La secretaria de Estado norteamericana, Condoleezza Rice, y representantes de más de 20 países, entre ellos España y China, principal apoyo del régimen de Jartum, apadrinados por la ONU y la Unión Europea (UE), participaron en este encuentro sobre esa devastada provincia del este de Sudán.
Las autoridades francesas, artífices de esta reunión, desean “pisar el acelerador” de los esfuerzos diplomáticos en un momento en que Jartum, presionado internacionalmente, aceptó la presencia de una fuerza híbrida de la ONU y la Unión Africana (UA) de más de 20.000 efectivos.
“Sudán debe saber que si coopera le ayudaremos con fuerza y que si se niega, habrá que ser firme”, dijo el presidente francés, Nicolas Sarkozy en la apertura.
El conflicto en Darfur provocó más de 200.000 muertos y dos millones de desplazados en algo más de tres años, una crisis humanitaria gravísima cuyo balance es rechazado por Jartum.

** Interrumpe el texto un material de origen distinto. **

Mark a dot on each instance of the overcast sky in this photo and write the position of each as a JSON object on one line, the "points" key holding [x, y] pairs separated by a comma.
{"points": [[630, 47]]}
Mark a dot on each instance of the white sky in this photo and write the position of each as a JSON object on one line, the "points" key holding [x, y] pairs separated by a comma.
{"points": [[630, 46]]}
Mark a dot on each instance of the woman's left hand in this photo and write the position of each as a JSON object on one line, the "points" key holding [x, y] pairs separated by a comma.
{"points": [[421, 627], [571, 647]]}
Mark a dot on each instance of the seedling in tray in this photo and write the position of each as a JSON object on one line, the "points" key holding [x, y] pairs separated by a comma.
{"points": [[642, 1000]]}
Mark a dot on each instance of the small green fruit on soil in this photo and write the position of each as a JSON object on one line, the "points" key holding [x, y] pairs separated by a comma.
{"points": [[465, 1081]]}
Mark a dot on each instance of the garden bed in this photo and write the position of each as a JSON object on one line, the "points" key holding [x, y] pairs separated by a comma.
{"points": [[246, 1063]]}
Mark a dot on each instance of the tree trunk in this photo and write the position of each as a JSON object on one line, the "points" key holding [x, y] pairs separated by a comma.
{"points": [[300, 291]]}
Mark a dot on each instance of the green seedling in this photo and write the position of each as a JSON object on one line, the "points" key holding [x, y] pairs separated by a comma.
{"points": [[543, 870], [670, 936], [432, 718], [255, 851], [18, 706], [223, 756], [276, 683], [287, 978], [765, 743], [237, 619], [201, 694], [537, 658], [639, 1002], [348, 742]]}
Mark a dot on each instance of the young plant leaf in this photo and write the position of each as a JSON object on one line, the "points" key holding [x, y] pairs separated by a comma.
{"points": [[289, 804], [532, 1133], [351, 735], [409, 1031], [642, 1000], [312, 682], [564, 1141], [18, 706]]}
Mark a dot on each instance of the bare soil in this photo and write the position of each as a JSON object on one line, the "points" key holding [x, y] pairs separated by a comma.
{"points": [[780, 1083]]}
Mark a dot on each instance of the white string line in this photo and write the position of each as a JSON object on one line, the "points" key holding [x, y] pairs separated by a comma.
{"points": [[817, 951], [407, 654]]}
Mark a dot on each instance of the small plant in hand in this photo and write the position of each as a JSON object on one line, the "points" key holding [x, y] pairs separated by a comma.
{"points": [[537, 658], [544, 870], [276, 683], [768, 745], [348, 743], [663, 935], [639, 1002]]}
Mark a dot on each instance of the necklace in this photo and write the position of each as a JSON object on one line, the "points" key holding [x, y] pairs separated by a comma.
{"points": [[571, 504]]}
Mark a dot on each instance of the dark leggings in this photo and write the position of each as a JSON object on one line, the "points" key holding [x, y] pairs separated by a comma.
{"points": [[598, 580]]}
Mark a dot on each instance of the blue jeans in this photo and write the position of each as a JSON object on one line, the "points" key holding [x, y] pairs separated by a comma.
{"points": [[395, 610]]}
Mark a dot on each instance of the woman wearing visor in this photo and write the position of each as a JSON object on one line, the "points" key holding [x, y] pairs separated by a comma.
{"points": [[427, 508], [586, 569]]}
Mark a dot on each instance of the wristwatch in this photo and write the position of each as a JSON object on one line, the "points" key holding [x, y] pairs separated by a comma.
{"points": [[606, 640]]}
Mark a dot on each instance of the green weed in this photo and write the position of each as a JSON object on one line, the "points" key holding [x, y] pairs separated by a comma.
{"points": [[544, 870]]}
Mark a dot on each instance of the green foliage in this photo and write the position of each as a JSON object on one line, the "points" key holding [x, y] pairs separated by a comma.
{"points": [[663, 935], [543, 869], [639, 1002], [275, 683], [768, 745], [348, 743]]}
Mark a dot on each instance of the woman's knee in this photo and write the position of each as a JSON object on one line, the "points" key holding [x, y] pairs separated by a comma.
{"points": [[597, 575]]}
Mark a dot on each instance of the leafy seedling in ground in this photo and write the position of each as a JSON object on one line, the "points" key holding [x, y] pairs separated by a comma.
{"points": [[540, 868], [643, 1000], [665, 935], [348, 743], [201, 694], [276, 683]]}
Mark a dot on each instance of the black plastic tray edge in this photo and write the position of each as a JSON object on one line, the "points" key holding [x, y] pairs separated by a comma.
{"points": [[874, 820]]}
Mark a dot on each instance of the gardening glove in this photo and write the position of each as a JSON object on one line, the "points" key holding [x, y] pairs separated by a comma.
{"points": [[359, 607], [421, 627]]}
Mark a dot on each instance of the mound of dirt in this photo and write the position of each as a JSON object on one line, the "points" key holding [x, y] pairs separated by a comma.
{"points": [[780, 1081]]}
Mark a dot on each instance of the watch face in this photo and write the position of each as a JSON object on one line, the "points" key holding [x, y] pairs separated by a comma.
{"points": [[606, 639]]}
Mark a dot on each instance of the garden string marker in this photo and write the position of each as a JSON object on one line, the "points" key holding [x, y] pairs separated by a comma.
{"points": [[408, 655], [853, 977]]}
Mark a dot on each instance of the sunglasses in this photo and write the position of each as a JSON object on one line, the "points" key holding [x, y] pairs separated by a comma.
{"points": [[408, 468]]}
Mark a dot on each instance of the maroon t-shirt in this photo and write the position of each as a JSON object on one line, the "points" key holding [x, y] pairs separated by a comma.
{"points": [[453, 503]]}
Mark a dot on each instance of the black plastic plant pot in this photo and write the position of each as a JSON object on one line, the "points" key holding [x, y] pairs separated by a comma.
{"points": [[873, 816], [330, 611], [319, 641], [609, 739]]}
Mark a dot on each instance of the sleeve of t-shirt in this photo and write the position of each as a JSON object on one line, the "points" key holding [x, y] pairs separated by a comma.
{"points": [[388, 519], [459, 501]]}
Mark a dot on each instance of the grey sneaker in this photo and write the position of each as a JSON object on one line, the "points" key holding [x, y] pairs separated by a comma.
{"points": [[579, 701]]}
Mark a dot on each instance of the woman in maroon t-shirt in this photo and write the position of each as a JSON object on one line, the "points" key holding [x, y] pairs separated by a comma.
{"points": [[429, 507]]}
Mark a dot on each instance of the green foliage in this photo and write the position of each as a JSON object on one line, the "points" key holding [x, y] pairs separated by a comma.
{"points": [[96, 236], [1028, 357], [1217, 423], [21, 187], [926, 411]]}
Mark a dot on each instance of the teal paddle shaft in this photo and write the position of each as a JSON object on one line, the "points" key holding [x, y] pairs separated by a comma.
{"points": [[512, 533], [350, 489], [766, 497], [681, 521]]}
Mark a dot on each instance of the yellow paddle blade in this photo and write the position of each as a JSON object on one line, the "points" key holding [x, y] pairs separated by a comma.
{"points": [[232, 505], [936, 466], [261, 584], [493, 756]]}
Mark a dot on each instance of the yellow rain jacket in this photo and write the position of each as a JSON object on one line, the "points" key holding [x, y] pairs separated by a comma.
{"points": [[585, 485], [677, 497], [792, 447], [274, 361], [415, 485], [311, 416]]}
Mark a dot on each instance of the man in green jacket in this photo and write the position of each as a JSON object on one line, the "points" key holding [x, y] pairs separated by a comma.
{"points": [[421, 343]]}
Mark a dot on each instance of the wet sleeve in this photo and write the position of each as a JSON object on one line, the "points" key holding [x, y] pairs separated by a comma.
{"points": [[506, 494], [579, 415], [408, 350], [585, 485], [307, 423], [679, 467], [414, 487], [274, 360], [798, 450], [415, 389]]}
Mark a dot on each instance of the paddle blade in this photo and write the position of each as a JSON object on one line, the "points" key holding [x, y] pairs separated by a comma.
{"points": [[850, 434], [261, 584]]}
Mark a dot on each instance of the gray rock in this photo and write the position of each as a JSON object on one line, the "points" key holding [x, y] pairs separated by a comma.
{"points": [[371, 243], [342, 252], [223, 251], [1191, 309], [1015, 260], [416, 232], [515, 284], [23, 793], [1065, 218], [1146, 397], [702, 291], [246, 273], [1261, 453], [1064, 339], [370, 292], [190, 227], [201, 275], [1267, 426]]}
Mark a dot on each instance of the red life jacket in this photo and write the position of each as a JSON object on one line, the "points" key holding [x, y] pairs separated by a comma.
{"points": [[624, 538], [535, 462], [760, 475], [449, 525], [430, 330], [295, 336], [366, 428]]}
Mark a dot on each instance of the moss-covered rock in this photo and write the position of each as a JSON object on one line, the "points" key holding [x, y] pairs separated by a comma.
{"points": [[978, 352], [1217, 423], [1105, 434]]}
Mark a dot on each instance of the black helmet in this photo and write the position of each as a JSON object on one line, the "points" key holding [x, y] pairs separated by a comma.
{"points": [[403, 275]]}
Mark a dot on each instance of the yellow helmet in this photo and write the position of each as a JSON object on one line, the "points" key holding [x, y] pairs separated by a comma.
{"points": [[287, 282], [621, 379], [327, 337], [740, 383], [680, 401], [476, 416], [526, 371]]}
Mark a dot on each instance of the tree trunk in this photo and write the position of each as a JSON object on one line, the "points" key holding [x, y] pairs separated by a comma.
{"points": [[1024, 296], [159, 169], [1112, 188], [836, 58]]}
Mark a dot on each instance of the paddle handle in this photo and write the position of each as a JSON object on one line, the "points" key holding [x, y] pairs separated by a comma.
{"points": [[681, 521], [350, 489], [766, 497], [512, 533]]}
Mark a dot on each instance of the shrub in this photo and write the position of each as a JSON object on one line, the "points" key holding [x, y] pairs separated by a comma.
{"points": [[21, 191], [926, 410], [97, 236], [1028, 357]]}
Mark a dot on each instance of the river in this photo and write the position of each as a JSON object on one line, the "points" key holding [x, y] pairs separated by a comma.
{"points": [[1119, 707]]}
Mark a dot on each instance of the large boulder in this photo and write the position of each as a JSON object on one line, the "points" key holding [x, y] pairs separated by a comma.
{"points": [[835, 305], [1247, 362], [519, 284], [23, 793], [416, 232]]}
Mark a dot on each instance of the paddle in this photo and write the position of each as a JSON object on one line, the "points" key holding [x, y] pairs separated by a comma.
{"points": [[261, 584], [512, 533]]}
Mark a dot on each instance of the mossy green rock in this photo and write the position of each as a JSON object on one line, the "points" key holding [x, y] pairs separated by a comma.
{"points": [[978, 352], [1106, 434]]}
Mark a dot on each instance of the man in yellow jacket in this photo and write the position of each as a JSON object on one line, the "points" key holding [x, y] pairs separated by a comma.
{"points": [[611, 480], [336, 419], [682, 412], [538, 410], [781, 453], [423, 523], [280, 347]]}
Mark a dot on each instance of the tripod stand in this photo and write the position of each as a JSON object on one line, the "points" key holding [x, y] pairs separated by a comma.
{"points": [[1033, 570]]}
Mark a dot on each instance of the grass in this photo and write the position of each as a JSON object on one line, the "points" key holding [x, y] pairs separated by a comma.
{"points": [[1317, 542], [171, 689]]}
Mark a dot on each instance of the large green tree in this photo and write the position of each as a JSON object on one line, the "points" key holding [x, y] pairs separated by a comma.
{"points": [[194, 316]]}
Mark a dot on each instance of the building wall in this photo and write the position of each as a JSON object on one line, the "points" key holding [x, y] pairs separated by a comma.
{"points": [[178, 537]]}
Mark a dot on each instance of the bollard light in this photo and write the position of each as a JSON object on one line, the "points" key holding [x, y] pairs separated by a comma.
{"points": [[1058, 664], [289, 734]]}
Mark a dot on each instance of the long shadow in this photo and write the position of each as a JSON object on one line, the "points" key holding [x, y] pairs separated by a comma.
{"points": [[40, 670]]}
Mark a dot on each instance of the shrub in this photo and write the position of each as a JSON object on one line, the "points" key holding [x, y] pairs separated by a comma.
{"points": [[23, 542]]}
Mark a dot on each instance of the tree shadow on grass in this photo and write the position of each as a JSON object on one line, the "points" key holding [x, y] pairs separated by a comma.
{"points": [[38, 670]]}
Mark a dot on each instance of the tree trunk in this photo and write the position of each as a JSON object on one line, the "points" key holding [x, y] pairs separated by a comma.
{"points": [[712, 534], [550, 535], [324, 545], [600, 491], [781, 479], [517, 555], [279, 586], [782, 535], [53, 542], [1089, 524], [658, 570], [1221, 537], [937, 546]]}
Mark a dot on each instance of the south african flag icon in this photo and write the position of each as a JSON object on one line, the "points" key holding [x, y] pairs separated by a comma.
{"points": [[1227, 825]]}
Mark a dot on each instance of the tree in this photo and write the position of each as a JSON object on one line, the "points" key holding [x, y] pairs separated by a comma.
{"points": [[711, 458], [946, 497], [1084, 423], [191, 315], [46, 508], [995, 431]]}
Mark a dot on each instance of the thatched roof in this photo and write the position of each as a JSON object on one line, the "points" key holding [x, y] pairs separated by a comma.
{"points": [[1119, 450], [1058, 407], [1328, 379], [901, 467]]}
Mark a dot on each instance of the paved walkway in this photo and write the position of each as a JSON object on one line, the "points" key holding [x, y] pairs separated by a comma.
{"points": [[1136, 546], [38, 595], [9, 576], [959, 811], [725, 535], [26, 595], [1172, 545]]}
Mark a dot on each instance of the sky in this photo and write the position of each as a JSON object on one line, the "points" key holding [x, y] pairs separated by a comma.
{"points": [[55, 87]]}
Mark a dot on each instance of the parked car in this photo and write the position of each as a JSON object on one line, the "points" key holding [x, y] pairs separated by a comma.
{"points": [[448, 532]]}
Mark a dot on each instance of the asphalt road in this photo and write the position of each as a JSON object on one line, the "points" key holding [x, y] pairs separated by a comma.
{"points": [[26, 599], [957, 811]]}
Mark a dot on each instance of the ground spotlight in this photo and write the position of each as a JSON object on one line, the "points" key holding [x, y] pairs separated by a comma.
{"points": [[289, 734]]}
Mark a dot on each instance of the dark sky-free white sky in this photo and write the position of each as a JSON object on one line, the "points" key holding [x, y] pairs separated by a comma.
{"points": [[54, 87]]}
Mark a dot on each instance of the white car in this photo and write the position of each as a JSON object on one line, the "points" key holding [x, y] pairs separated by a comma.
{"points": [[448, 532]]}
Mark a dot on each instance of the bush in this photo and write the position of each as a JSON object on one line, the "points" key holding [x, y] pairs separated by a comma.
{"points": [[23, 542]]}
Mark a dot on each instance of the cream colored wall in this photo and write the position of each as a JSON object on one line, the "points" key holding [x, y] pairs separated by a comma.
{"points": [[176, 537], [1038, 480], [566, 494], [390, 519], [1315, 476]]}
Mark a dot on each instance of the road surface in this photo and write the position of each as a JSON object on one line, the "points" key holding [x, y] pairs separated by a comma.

Para Estados Unidos se trata de un “genocidio” que debe ser sancionado como tal, pero China, principal cliente del petróleo sudanés, se opone a un castigo severo contra Jartum y opta por una solución más diplomática.
El conflicto de Darfur opone a los rebeldes oriundos de poblaciones negras, que piden una distribución justa de los recursos, con las milicias árabes, los “yanyawids”, apoyados por el ejército sudanés, que aterrorizan a los civiles.
“Sudán tiene que entender que la paciencia (de la comunidad internacional) se ha agotado. Basta de violaciones de derechos humanos, basta de procesos políticos que empiezan y terminan con enorme facilidad y basta, por tanto, de no dar una salida a esta crisis que ya dura tres años”, declaró el secretario de Estado español de Asuntos Exteriores, Bernardino León.
Pero las autoridades sudanesas no participan en este encuentro, que consideraron inoportuno, y creen que ya cumplieron su cometido al autorizar la presencia de los efectivos de la UA y la ONU.